This week I’m in Washington, DC. Yesterday I had the opportunity to attend a presentation at the Woodrow Wilson International Center for Scholars entitled “The Future of Northern Sudan: An SPLM-North Sudan View” (event notice here; video to appear soon). The event drew at least eighty attendees, by my estimate, testifying to the strong interest Washington has in the future of Sudan. Here’s my takeaway:
In July, South Sudan will become an independent country. The Sudan People’s Liberation Movement (SPLM), long the dominant voice of Southern Sudanese, will rule the new nation. But the SPLM has a significant presence in North Sudan, and this wing – let’s call them the SPLM-N for now – will have to negotiate their identity in the new North even as the new South decides its own identity.
The event at the Wilson Center featured Yasir Arman, a Northerner who was the SPLM’s candidate in the April 2010 presidential election, and Malik Agar Eyre, current governor of Blue Nile State, which remains part of the North. The two politicians represented an openly partisan standpoint, and denounced many of the policies of North Sudan’s ruling National Congress Party (NCP). So their viewpoint was not objective, but it offered important insights into the challenges facing North Sudan.
As Alan Goulty, the event’s moderator and the UK’s former ambassador to Sudan, reminded the audience, with the conclusion of the January referendum “we are looking at two new states.” The South will remake itself, but so will the North: the NCP’s vision of an Arab Islamic state is already competing with the SPLM-N’s aspirations for an ethnically diverse and politically and religiously plural nation. Arman and Agar repeatedly stressed the argument that the balance between Khartoum and the regions must change, with states and regions gaining a greater say in North Sudan’s affairs. South Sudanese secession will help resolve some of Sudan’s political tensions, Arman said, but some underlying issues remain: populations in south Darfur and in states like Blue Nile and South Kordofan comprise “the new South of the North,” and if Khartoum does not listen to their desires, there will be conflict.
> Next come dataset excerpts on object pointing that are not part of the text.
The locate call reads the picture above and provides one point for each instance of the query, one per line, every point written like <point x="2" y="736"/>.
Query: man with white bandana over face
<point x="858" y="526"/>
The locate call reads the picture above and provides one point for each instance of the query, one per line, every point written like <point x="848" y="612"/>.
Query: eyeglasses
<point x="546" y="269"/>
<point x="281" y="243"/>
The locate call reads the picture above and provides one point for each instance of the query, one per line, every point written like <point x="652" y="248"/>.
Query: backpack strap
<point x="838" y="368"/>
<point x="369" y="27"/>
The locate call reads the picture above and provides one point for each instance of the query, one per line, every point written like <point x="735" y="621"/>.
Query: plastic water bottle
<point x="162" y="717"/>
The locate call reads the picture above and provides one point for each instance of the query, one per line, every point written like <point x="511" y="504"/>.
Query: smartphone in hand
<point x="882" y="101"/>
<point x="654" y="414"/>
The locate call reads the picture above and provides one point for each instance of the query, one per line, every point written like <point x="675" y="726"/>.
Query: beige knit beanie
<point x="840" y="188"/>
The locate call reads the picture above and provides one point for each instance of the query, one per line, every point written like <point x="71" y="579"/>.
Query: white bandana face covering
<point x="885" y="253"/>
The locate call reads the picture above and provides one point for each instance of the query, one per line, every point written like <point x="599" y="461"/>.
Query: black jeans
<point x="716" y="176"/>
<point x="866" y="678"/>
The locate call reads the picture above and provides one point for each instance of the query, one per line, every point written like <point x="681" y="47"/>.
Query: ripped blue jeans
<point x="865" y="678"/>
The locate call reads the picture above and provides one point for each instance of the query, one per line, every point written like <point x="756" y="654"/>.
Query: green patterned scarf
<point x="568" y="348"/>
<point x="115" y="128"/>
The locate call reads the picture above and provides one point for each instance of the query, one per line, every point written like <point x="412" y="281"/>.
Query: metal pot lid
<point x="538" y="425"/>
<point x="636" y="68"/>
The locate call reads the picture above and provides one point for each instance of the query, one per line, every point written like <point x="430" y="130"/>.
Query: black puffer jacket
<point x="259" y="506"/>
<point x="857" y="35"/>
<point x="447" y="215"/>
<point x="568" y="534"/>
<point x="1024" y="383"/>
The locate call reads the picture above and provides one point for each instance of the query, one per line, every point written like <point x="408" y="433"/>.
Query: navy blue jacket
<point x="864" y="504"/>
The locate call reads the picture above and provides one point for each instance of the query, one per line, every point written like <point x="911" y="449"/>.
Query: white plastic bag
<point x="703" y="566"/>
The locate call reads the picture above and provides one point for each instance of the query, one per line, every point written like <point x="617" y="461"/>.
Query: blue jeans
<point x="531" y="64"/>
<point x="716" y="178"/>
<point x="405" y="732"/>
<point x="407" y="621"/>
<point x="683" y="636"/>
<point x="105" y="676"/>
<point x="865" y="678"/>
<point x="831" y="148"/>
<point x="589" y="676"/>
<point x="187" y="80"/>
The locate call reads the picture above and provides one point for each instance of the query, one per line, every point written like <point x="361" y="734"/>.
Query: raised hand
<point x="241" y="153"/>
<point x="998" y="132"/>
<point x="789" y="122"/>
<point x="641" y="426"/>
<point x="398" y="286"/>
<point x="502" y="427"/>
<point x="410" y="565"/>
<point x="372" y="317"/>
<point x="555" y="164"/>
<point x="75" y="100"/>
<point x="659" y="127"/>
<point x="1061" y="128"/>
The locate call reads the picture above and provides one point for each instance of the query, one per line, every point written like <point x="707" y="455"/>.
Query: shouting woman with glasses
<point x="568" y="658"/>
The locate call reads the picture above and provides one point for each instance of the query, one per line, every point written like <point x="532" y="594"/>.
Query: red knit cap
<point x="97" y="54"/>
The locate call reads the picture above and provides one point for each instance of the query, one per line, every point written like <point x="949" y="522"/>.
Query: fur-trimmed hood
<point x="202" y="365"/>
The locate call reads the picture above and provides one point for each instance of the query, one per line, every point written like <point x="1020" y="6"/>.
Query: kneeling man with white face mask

The SPLM-N has serious political ambitions in North Sudan: they have begun a process of “delinking” themselves from the SPLM in the South (though a common political and intellectual vision endures), and they hope to position their party as the major opposition to the NCP. The SPLM-N wants what what Arman calls “real democratization,” including constitutional reform and free and fair elections.
Arman and Agar both urged the US and the Obama administration to pressure the NCP to undertake democratic reforms. Arman said that Washington has privileged stability in Sudan over democracy, but contended that neither element can exist without the other: Washington’s willingness to normalize relations with Khartoum, he added, should hinge on Khartoum’s efforts to democratize, to reform the North’s constitution, to establish lasting peace with the South, and to resolve the conflict in Darfur without violence.
The event, both because of its content and because of the fact that it took place, demonstrates the SPLM-N’s intention to remain politically relevant in North Sudan. The SPLM-N is looking to Washington to support this effort. Whether the Obama administration listens to these desires or not, the event highlighted the complexity of politics in North Sudan: efforts to deepen the Arab and Islamic character of the state in Khartoum may proceed, but they will not proceed uncontested. Challenges for North Sudan are, as Agar noted, just around the corner: an upcoming gubernatorial contest in South Kordofan State will test the strength of the SPLM-N and shed some light on the future of political pluralism in the new North Sudan.